Autodesk University 2005 drew more than 5,200 customers, a new attendance record, to Orlando, Florida, last week. Autodesk took the opportunity to demonstrate new technology in the works, adding the disclaimer particular functions may or may not eventually appear in a future release of an Autodesk product. (Such are the burdens of a publicly traded company.) Next week in Cadalyst Newsline, we’ll cover some of the highlights from the expo floor.

Coming Sooner, or Later. On the horizon for some future version of AutoCAD is mass modeling functionality for conceptual design, similar to that found in SketchUp. Users can draw simple 2D lines and extrude into 3D shapes, then add colors and apply styles such as overhanging lines. It would also be possible to perform sun and shadow studies. Also priorities for future releases are enhanced 2D documentation, better interoperability with competitors such as DGN, and incorporation of Express Tools into the core product. Autodesk’s new RealDWG program should ensure that updated third-party products are available at the same time as new versions of AutoCAD.

Autodesk was able to speak about products that don’t already exist. Vespa is the current name for a nonphotorealistic illustration tool that Autodesk plans to release in 2006. It will accept CAD files and retain the CAD data, so users will be able to replace certain blocks with trees, for example. Once in Vespa, a design can be embellished with line effects, fills and entourage. Users can create style maps that can be applied to other files. Vespa will export to DWF and various raster formats. There will also be an export-to-Adobe Photoshop option for images that require additional work.

Under the Hood. Autodesk is awakening to the latest trends in high-performance hardware: 64-bit processing and multithreading, which enables an application to maximize the benefit of a dual-processor system or multicore processor.
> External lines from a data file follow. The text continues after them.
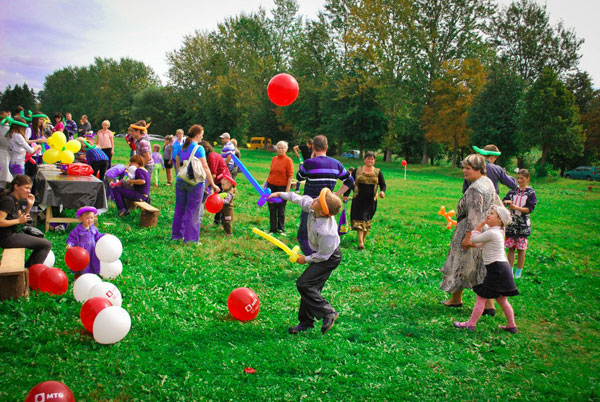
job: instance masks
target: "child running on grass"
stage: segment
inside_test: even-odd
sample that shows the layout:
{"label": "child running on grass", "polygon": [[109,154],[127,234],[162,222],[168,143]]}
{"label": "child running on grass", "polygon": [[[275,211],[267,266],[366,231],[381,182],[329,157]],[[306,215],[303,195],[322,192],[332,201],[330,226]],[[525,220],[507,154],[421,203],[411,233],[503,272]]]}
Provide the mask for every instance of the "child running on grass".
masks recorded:
{"label": "child running on grass", "polygon": [[82,274],[99,274],[100,260],[96,257],[96,242],[100,240],[104,234],[100,233],[94,225],[98,210],[94,207],[82,207],[77,210],[77,218],[79,223],[75,229],[69,233],[67,238],[67,250],[71,247],[82,247],[90,255],[90,263],[83,271],[73,272],[75,278]]}
{"label": "child running on grass", "polygon": [[[494,205],[490,208],[486,218],[471,232],[471,241],[473,243],[483,244],[483,262],[487,273],[483,283],[473,286],[473,291],[477,295],[477,301],[469,321],[454,321],[454,326],[459,329],[468,329],[475,331],[477,321],[483,314],[485,303],[488,299],[496,299],[504,315],[507,325],[500,326],[500,329],[508,331],[511,334],[518,332],[515,324],[515,313],[508,302],[507,296],[516,296],[519,294],[517,285],[512,275],[512,270],[506,260],[504,252],[504,227],[511,222],[510,213],[502,206]],[[488,229],[482,233],[483,226],[488,225]]]}
{"label": "child running on grass", "polygon": [[503,200],[512,213],[513,222],[506,228],[504,247],[508,248],[508,264],[511,269],[515,266],[515,248],[517,249],[515,279],[519,279],[523,273],[527,237],[531,234],[529,214],[533,212],[537,204],[535,191],[529,187],[529,171],[527,169],[520,169],[517,172],[517,183],[519,187],[510,190]]}
{"label": "child running on grass", "polygon": [[324,334],[333,327],[339,315],[321,295],[321,291],[331,272],[342,261],[340,236],[335,221],[335,215],[342,208],[342,201],[327,187],[323,188],[319,197],[314,200],[308,195],[301,197],[293,192],[275,192],[270,195],[270,198],[274,197],[298,204],[302,211],[308,214],[308,242],[315,250],[311,255],[298,256],[298,264],[308,263],[308,267],[296,281],[300,293],[300,324],[290,327],[288,331],[290,334],[297,334],[313,328],[316,318],[323,319],[321,332]]}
For the next-generation 3D applications such as Inventor and Revit, both are important: “All of our product lines will go there,” says Buzz Kross, vice-president of the Manufacturing Solutions Division.

John Sanders, executive vice-president of the Design Solutions Division, says that Autodesk is devoting “a significant amount of resources” to implementing 64-bit support in AutoCAD. Though customers aren’t demanding it, he says, this will enable products built on AutoCAD to handle larger models. However, the company won’t implement multithreading support throughout the product, but only in areas where it will yield greatest benefit: plotting and rendering, for example.

The Discreet division has already implemented 64-bit support, and sees GPU acceleration as the next frontier for boosting performance.

Business Highlights. Autodesk reports that sales of Inventor seats have passed the half-million mark, and more than 12,000 sites have implemented Vault. As further proof of the spread of 3D, last quarter Autodesk sold 7,700 units of Civil 3D and 8,600 seats of Revit. Next year’s AU is scheduled to return to Las Vegas (at the Venetian) on November 28-December 1.